Falar sobre herança é tocar em um assunto extremamente delicado, pois o tema está ligado ao falecimento de um ente familiar. O período, mesmo sendo de dor e luto, requer atenção dos familiares porque existem processos burocráticos com relação aos bens do falecido.
O destino da herança deixada por alguém depende de vários fatores como a configuração familiar no momento da morte e a existência de testamento. Para entender quem fica com os bens da pessoa que morreu, é necessário observar uma série de regras e exceções.
1. O que é herança?
Recebe o nome de herança o conjunto de bens (e aí entram também os investimentos), patrimônios, direitos e obrigações deixados por uma pessoa falecida aos seus herdeiros.
2. Quem são os herdeiros?
Por herdeiros entende-se tanto os legítimos quanto os que foram indicados como beneficiários em testamento (testamentários). O Código Civil esclarece:
- Herdeiros legítimos (chamados também de necessários)

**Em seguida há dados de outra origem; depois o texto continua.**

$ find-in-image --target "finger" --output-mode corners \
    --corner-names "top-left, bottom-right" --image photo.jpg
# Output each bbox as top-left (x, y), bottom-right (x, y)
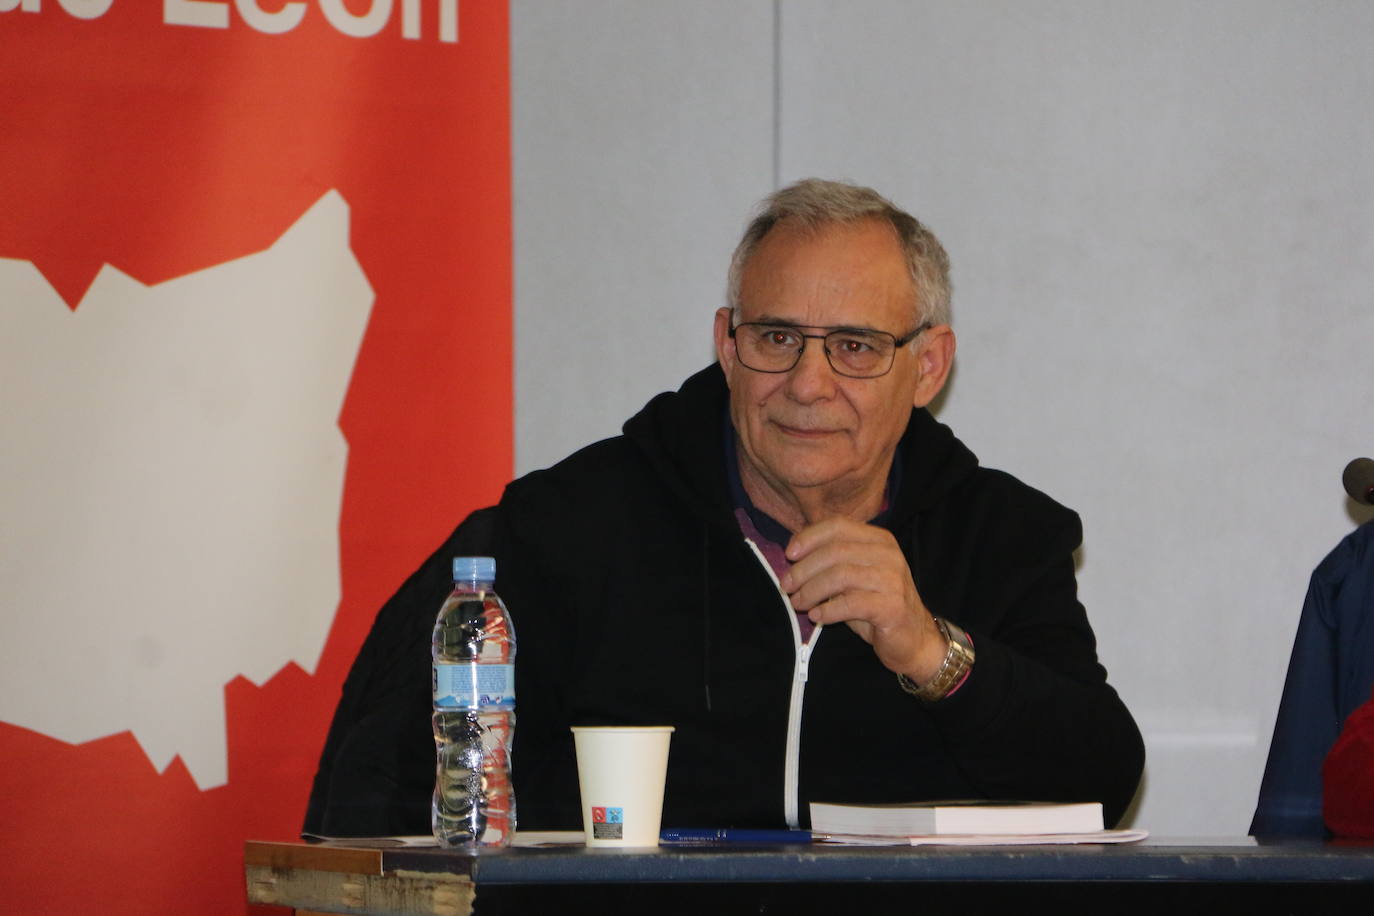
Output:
top-left (806, 590), bottom-right (859, 626)
top-left (814, 598), bottom-right (934, 675)
top-left (783, 543), bottom-right (867, 600)
top-left (788, 543), bottom-right (908, 610)
top-left (805, 588), bottom-right (897, 628)
top-left (782, 531), bottom-right (900, 595)
top-left (784, 517), bottom-right (884, 563)
top-left (790, 560), bottom-right (896, 614)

Os herdeiros legítimos são, segundo o art. 1829, do Código Civil:
I – os descendentes, que concorrem com o cônjuge sobrevivente na herança, salvo se casado este com o falecido no regime da comunhão universal, ou no da separação obrigatória de bens (art. 1.640, parágrafo único); ou se, no regime da comunhão parcial, o autor da herança não houver deixado bens particulares;
II – os ascendentes, em concorrência com o cônjuge;
III – ao cônjuge sobrevivente;
IV – aos colaterais.
Pensando em uma árvore genealógica, ascendentes são os pais, avós, bisavós, trisavós do de cujus. Ou seja, os parentes que vieram antes do próprio.
- Descendentes são os filhos, netos e bisnetos.
- Cônjuge sobrevivente é o marido ou esposa do de cujus. Neste ponto, é importante ressaltar que o casamento deve estar válido na data da morte do titular dos bens. Ou seja, o divórcio ou separação de fato extinguem o matrimônio e, portanto, não gera direitos sucessórios.
- O companheiro ou companheira sobrevivente é com quem o de cujus vivia em união estável. Há direito sucessório nos casos de uniões estáveis, desde que comprovado que o casal convivia até a data da morte do de cujus.
Estes herdeiros têm direito a 50% do patrimônio do de cujus, cada um com sua quota-parte, segundo as disposições legais.
Por isso, existindo herdeiros necessários, se houver testamento, o testador não poderá dispor sobre a divisão de mais de 50% do patrimônio, pois atinge a parte legítima
- Herdeiros facultativos (colaterais)
Os herdeiros colaterais ou facultativos são aqueles que terão direito somente no caso de não existirem os herdeiros anteriores, segundo a ordem de vocação hereditária. São os parentes de até 4º grau (irmãos, tios, sobrinhos e primos).
- Herdeiros testamentários (legatários)
São os que recebem o patrimônio, ou uma parte dele, pela vontade do falecido firmada em testamento (isto é, por livre e espontânea vontade do legatário).
Qualquer pessoa pode criar um testamento em vida dispondo como será a divisão dos bens, definindo quem são os legatários e quais os bens especificamente de direito, já que não há percentual sobre o patrimônio, respeitada a legítima, conforme já explicamos.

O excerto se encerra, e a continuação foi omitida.